Возможно, здесь замешана какая-то мистика, но вне опыта совместного просмотра и ритуала рождения фильма в зале киноискусство попросту не работает. Во всяком случае, пока. И даже прошлый год, небогатый на фестивали, увенчал большинством профессиональных призов единственного яркого фестивального триумфатора — Хлою Чжао с ее «Землей кочевников» («Золотой лев» в Венеции, приз зрительских симпатий в Торонто).

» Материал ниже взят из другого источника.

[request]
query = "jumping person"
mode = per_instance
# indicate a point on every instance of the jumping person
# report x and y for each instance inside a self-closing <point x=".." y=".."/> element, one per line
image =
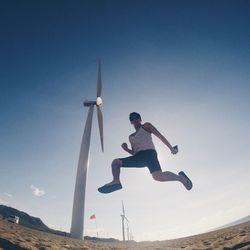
<point x="143" y="154"/>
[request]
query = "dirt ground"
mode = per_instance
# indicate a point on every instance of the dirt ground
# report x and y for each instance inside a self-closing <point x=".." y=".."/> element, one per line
<point x="17" y="237"/>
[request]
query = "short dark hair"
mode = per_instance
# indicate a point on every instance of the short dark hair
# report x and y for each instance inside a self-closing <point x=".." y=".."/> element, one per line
<point x="134" y="116"/>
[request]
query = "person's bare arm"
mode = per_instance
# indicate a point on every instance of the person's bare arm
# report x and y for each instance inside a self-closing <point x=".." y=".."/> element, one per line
<point x="148" y="126"/>
<point x="125" y="147"/>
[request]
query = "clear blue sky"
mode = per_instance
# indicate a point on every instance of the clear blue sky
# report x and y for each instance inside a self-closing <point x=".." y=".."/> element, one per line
<point x="184" y="65"/>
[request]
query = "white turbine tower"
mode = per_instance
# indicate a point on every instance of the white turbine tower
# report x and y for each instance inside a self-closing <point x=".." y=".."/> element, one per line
<point x="77" y="223"/>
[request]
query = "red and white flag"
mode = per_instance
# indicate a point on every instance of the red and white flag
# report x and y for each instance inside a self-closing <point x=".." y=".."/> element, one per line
<point x="92" y="217"/>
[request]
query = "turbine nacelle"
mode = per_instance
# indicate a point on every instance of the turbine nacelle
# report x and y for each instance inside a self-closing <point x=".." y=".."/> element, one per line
<point x="98" y="102"/>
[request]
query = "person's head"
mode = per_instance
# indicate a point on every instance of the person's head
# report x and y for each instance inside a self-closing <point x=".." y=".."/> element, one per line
<point x="134" y="118"/>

Любой большой кинофестиваль — крайне сложный механизм, в котором светская жизнь играет роль украшающего, наименее функционального (и наиболее раздражающего для внешнего мира) элемента. На самом деле его задачи — в другом. А для кинокритиков и большинства кинематографистов это и вообще довольно тяжелая, хоть и интересная работа, не имеющая отношения к стремительно выходящему из моды гламуру.

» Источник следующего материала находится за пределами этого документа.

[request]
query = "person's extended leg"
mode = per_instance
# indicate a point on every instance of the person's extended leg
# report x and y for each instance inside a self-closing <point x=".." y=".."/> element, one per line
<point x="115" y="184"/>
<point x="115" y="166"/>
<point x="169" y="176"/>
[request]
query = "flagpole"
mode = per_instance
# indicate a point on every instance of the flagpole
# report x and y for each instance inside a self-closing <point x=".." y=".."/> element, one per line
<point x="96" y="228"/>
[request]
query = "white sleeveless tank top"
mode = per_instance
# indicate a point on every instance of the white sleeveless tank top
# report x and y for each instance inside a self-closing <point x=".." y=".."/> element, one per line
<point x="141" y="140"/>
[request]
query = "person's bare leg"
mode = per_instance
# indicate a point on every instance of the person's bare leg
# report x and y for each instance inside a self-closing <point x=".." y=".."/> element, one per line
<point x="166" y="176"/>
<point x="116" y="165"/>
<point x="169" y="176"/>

С 1950-х годов, когда европейские фестивали начали набирать силу, французы из «Кайе дю синема» придумали «авторскую теорию», целью которой — если не входить в нюансы, — было отобрать права на кинематограф у продюсеров и коммерсантов и отдать их режиссерам. Легко сказать, трудно сделать. Если фильм сделан ради заработка, прибыль заранее вписана в его бизнес-план (а любого рода художественный риск — нет). А если картина — эксперимент, пиши пропало.

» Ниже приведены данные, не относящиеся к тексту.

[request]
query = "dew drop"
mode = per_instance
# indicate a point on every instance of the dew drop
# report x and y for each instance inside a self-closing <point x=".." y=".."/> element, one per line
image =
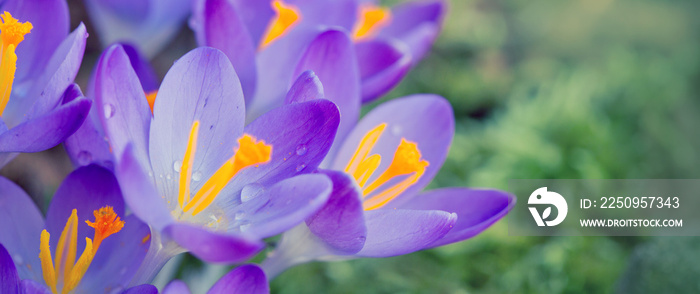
<point x="251" y="191"/>
<point x="197" y="176"/>
<point x="109" y="110"/>
<point x="84" y="157"/>
<point x="301" y="149"/>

Фестивали в Венеции, Каннах, Берлине, Локарно, Сан-Себастьяне и даже Москве противопоставили этому, казалось, бесспорному тезису новаторскую стратегию. Фильм может быть сделан безвестным автором, даже дебютантом, с малоизвестными или непрофессиональными актерами, у него может быть крошечный бюджет и запутанный или вовсе отсутствующий сюжет: фестиваль поможет представить его миру. Нужно лишь одно — талант. Судить о нем будет независимое жюри, каждый раз разное, ему помогут критики со всего мира. А папарацци и репортеры подогреют внимание публики отчетами о кинозвездах, которые только рады покрасоваться на красной дорожке (иногда в качестве актеров, иногда — просто гостей). К тому же есть чисто спортивный интерес: кто там в этом году возьмет льва, пальму, медведя или леопарда? По сути, фестивали предложили альтернативный механизм по раскрутке и рекламе искусства, которое отныне не было обязано идти на компромиссы. Именно это запустило международные карьеры Феллини, Тарковского, Куросавы, Бергмана и практически всех гениев мирового кино.
Вы будете смеяться, но за последние семьдесят лет в этой схеме ничего принципиально не изменилось. Вы не найдете ни одного яркого имени в авторском или независимом кино, которое стало бы известным, минуя фестивали. Хотелось надеяться, что такие имена могут рождаться благодаря Netflix или Amazon; во вселенной сериалов — скорее всего, так и есть. А с точки зрения полнометражного кино — увы, определенно нет. Напротив, это Netflix мечтает о победе на фестивале или на «Оскаре», приручая и оплачивая фантазии признанных мэтров — Скорсезе, Пон Чжун Хо, Куарона и многих других.
Возможно, здесь замешана какая-то мистика, но вне опыта совместного просмотра и ритуала рождения фильма в зале киноискусство попросту не работает. Во всяком случае, пока. И даже прошлый год, небогатый на фестивали, увенчал большинством профессиональных призов единственного яркого фестивального триумфатора — Хлою Чжао с ее «Землей кочевников» («Золотой лев» в Венеции, приз зрительских симпатий в Торонто).